Durante muitos séculos o conteúdo de nosso crânio foi percebido com algo relativamente sem importância. Quando mumificavam os mortos, os egípcios antigos lhes retiravam o cérebro e os jogavam fora, mas preservavam com todo cuidado o coração. O filósofo grego Aristóteles acreditava que o cérebro fosse um radiador para esfriar o sangue. René Descartes, filósofo e cientista francês, dedicou ao órgão um pouco mais de respeito, concluindo que ele era um tipo de antena pela qual o espírito poderia se comunicar com o corpo. Apenas agora se percebe toda a maravilha do cérebro.
A função básica do cérebro é manter o restante do corpo vivo.
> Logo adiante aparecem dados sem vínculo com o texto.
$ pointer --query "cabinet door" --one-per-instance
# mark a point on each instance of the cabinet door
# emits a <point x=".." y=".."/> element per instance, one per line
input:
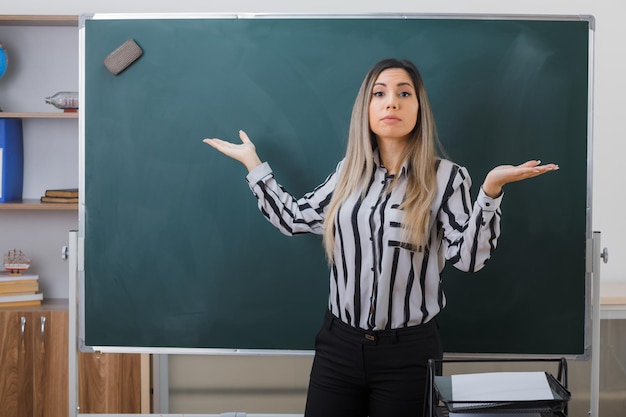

Porém, ele é também o órgão que nos possibilita ter a consciência de que estamos vivos, e que eventualmente iremos morrer.
Para os céticos, a morte compreende o cessar da consciência, exatamente quando o cérebro deixa de executar suas funcionalidades. Para os religiosos e espiritualistas em geral, a morte representa apenas uma passagem para um outro mundo, ou uma outra forma de existência, a qual muitos chamam de mundo espiritual. De qualquer forma, existe um sentimento que une a grande maioria de nós, do cético mais pragmático ao crente mais devoto: o medo da morte.
Há esta distinta idéia de retorno à escuridão, ao nada
Onde tudo o que construímos nessa longa estrada
Da vida, nada restará: não há homem são
Que não trema, com um assombro no olhar
Ante tal nefasto pensamento, uma existência inteira
A navegar pelo oceano à beira, tudo em vão,
Tudo perdido neste derradeiro momento:
Da água do mar ficará apenas o gosto amargo do sal
Do mundo, apenas uma brisa, uma curiosidade,
Uma ansiedade por saber de seu final [1]
Entretanto, poucos se dão conta de que morremos já por todos os dias de nossas vidas.
Sto. Agostinho, o grande filósofo dos primórdios do cristianismo, já havia chegado a uma curiosa conclusão acerca do tempo: se o futuro ainda não existe e o passado já deixou de existir, o único tempo em que vivemos é o presente, ainda que não possamos medi-lo de forma alguma, já que o próprio ato de medir o presente, ou de pensar e refletir sobre o assunto, já o coloca em nosso passado. Todo o tempo que dispomos é este momento, aqui e agora. É aqui que a consciência opera, embora possa nos trazer lembranças do passado e expectativas do futuro, nós estamos sempre num incessante presente.
Há quem tenha se angustiado com tal pensamento, mas isso é uma outra história. O importante é que esta idéia, se bem analisada, pode nos trazer uma bela compreensão acerca da morte, e no mínimo aliviar um pouco nosso medo do Grande Nada. Ora, eis que, se a morte é o cessar da consciência, no momento presente, nós morremos toda vez que vamos dormir, e renascemos toda vez que nossa consciência volta à tona, ao acordarmos. Todos os dias de nossas vidas, além de nossas células que morrem e se renovam com o tempo, também nossa consciência opera pequenas mortes, e passamos praticamente 1/3 da vida “mortos”.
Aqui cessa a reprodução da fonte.